Background: Biallelic PLA2G6 mutations are associated with early onset autosomal recessive parkinsonism, exhibiting a broad spectrum of clinical heterogeneity.

Objective: To comprehensively characterise the clinical, imaging and genetic features of PLA2G6-related parkinsonism.

Methods: We report 14 new cases of PLA2G6-related parkinsonism in Southwest China and conduct a systematic literature review.

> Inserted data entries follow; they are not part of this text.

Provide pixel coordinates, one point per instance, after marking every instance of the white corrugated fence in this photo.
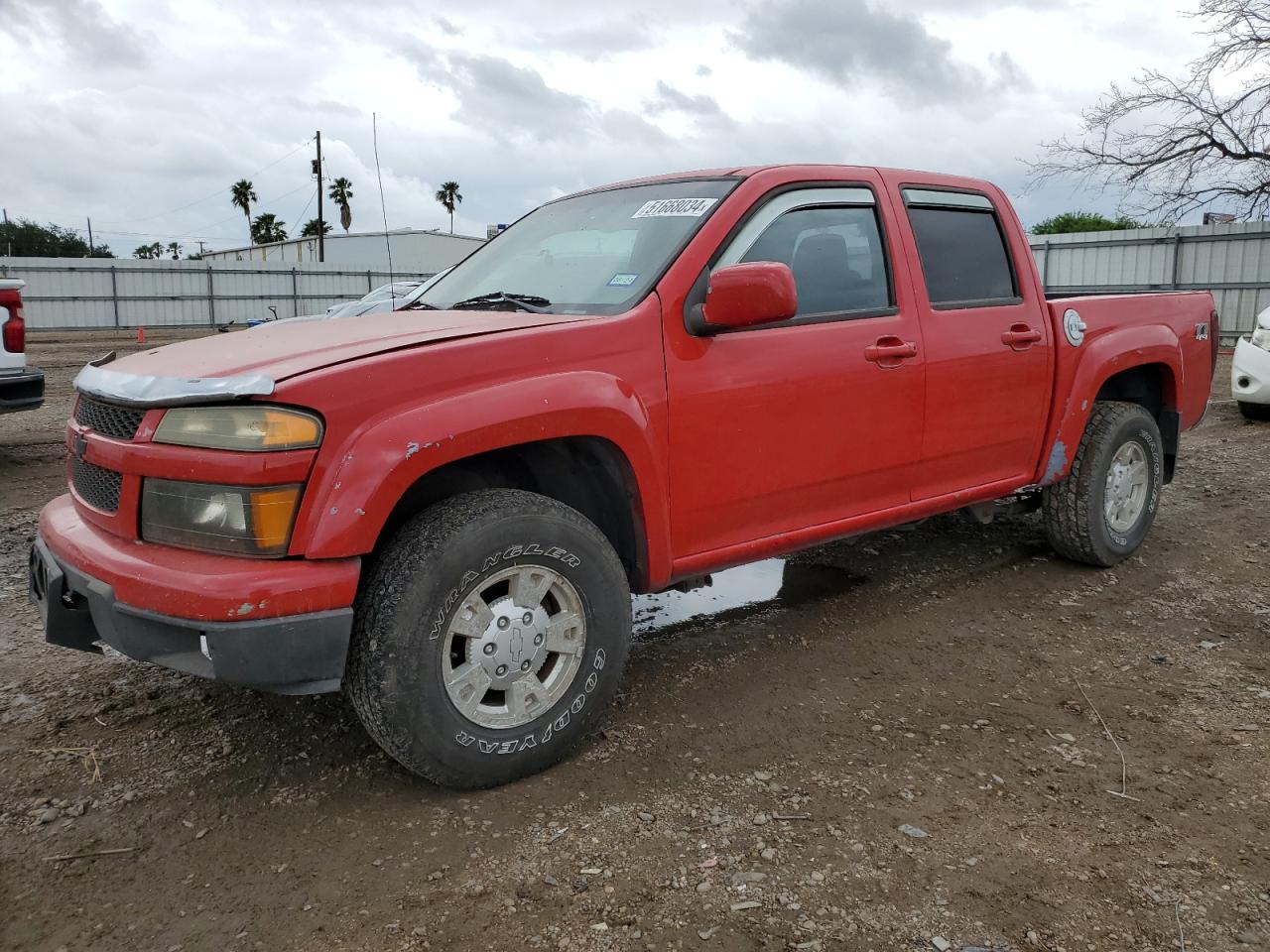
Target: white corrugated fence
(123, 293)
(1230, 261)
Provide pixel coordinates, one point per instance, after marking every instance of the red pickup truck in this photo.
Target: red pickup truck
(444, 509)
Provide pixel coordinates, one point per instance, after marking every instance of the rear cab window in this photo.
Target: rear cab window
(962, 249)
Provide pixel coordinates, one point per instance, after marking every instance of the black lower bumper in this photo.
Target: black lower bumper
(300, 654)
(22, 391)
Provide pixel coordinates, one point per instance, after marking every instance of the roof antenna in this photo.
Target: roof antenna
(384, 208)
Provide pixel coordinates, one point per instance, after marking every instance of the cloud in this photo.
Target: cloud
(82, 28)
(597, 41)
(508, 102)
(848, 41)
(672, 99)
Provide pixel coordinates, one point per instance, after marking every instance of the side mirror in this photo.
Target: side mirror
(748, 295)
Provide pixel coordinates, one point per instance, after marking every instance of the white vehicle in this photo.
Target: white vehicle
(22, 388)
(386, 298)
(1250, 371)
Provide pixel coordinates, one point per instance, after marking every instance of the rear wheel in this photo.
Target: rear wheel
(1102, 511)
(490, 636)
(1255, 412)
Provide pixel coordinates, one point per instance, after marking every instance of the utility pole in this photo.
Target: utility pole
(321, 225)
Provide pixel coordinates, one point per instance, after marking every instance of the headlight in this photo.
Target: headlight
(253, 428)
(249, 521)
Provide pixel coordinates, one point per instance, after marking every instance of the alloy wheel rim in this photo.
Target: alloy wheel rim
(1128, 481)
(513, 647)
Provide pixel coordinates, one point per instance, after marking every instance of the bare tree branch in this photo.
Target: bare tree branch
(1171, 146)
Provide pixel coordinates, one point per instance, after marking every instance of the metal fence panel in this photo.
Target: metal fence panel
(1230, 261)
(95, 293)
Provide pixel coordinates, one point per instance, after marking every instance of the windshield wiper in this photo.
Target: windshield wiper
(498, 299)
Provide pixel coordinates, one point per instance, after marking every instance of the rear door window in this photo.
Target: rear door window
(961, 248)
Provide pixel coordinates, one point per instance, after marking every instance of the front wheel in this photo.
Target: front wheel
(1102, 509)
(490, 635)
(1255, 412)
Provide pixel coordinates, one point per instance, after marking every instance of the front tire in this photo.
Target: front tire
(1101, 512)
(1254, 412)
(489, 638)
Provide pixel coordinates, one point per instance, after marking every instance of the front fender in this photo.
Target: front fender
(347, 507)
(1082, 375)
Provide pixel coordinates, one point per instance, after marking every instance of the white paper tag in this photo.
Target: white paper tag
(675, 208)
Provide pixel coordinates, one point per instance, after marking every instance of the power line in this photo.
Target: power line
(220, 190)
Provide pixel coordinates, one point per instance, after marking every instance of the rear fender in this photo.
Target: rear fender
(345, 511)
(1080, 375)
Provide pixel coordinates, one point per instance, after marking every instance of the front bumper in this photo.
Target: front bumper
(22, 391)
(75, 580)
(1250, 373)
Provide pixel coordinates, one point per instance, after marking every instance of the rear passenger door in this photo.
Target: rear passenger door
(988, 349)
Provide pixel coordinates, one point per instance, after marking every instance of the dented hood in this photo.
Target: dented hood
(272, 353)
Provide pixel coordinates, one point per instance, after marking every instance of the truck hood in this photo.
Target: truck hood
(271, 353)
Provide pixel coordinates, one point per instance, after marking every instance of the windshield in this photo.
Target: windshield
(597, 253)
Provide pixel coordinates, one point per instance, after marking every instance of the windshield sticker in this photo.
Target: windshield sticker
(675, 208)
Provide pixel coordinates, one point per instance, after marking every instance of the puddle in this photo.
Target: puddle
(748, 588)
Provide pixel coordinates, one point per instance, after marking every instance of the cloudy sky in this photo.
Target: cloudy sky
(141, 114)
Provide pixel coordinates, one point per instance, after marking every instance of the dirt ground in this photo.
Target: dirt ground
(905, 749)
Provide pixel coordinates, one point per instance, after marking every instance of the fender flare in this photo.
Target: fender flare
(356, 485)
(1097, 362)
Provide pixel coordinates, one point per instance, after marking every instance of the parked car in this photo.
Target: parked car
(1250, 371)
(22, 388)
(444, 512)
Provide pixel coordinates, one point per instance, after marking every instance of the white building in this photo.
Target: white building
(413, 252)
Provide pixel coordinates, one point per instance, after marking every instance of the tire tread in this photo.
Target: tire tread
(416, 543)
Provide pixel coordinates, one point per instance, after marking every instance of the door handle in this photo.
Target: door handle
(1020, 336)
(889, 350)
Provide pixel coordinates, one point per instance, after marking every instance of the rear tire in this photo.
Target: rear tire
(489, 638)
(1102, 509)
(1255, 412)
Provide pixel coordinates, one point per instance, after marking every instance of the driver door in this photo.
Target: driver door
(798, 424)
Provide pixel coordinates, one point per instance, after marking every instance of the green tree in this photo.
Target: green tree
(1070, 222)
(243, 195)
(267, 229)
(340, 193)
(449, 199)
(26, 239)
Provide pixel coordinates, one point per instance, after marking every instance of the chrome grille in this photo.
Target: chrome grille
(108, 419)
(96, 486)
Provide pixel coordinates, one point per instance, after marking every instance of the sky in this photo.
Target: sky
(141, 114)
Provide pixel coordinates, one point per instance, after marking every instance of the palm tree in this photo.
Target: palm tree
(449, 198)
(341, 190)
(243, 197)
(267, 229)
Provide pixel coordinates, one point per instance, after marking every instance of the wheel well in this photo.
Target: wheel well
(1151, 386)
(589, 474)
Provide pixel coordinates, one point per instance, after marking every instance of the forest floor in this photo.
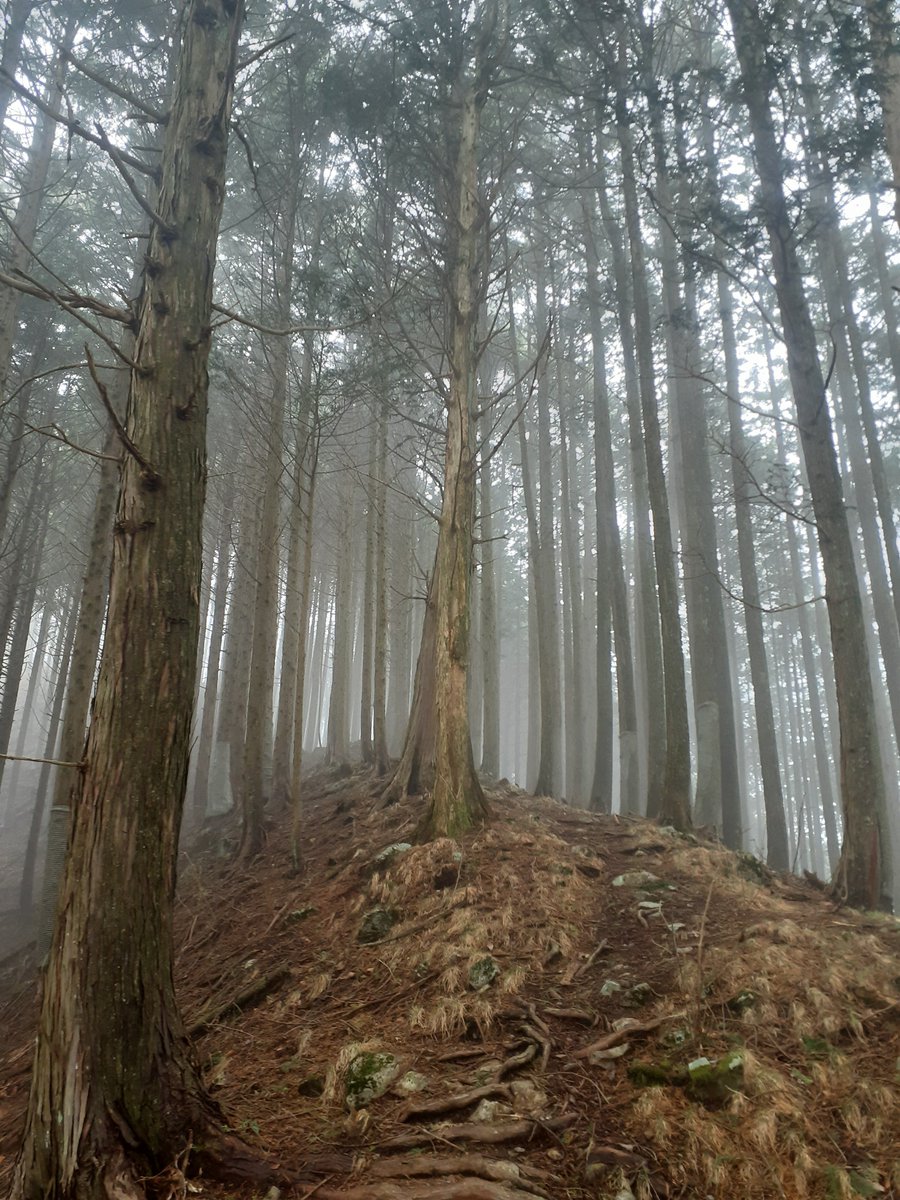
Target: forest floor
(569, 1006)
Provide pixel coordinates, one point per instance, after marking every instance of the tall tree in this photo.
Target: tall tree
(863, 875)
(112, 1053)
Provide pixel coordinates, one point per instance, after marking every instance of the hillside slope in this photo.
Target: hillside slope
(559, 1006)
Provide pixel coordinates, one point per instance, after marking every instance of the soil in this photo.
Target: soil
(762, 1059)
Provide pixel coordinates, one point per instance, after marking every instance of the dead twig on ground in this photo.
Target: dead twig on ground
(244, 1000)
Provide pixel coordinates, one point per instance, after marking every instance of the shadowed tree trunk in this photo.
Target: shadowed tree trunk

Results: Among the 14 patients in our cohort, 16 PLA2G6 variants were identified, including seven novel and nine previously reported variants. The mean age at symptom onset was 26.50±6.57 years. The most common initial presentation was parkinsonism (9/14, 64.3%), followed by gait disturbance (6/14, 42.9%) and psychiatric symptoms (1/14, 7.1%). A literature review identified 118 patients with PLA2G6-related parkinsonism, with a mean age at onset of 24.53±8.84 years. The most common initial clinical features included parkinsonism (61/117, 52.1%), cerebellar signs (46/85, 54.1%), cognitive impairment (65/92, 70.7%) and psychiatric symptoms (80/93, 86.0%). Subgroup analysis showed that the mean age at symptom onset was older in Chinese patients (26.65±7.08 years) compared with those of European ancestry (20.83±9.79 years) (p=0.016). Additionally, patients of European ancestry showed delayed parkinsonism 5.35±8.14 years after onset. Iron deposition was reported more frequently in patients of European ancestry (10/16, 62.5%) than that in Chinese patients (6/37, 16.2%) (p=0.0002).

Conclusion: Our study provides new insights on the diverse clinical spectrum of PLA2G6-related parkinsonism, encompassing parkinsonian features, psychiatric symptoms, cognitive impairment and early levodopa-induced motor complications.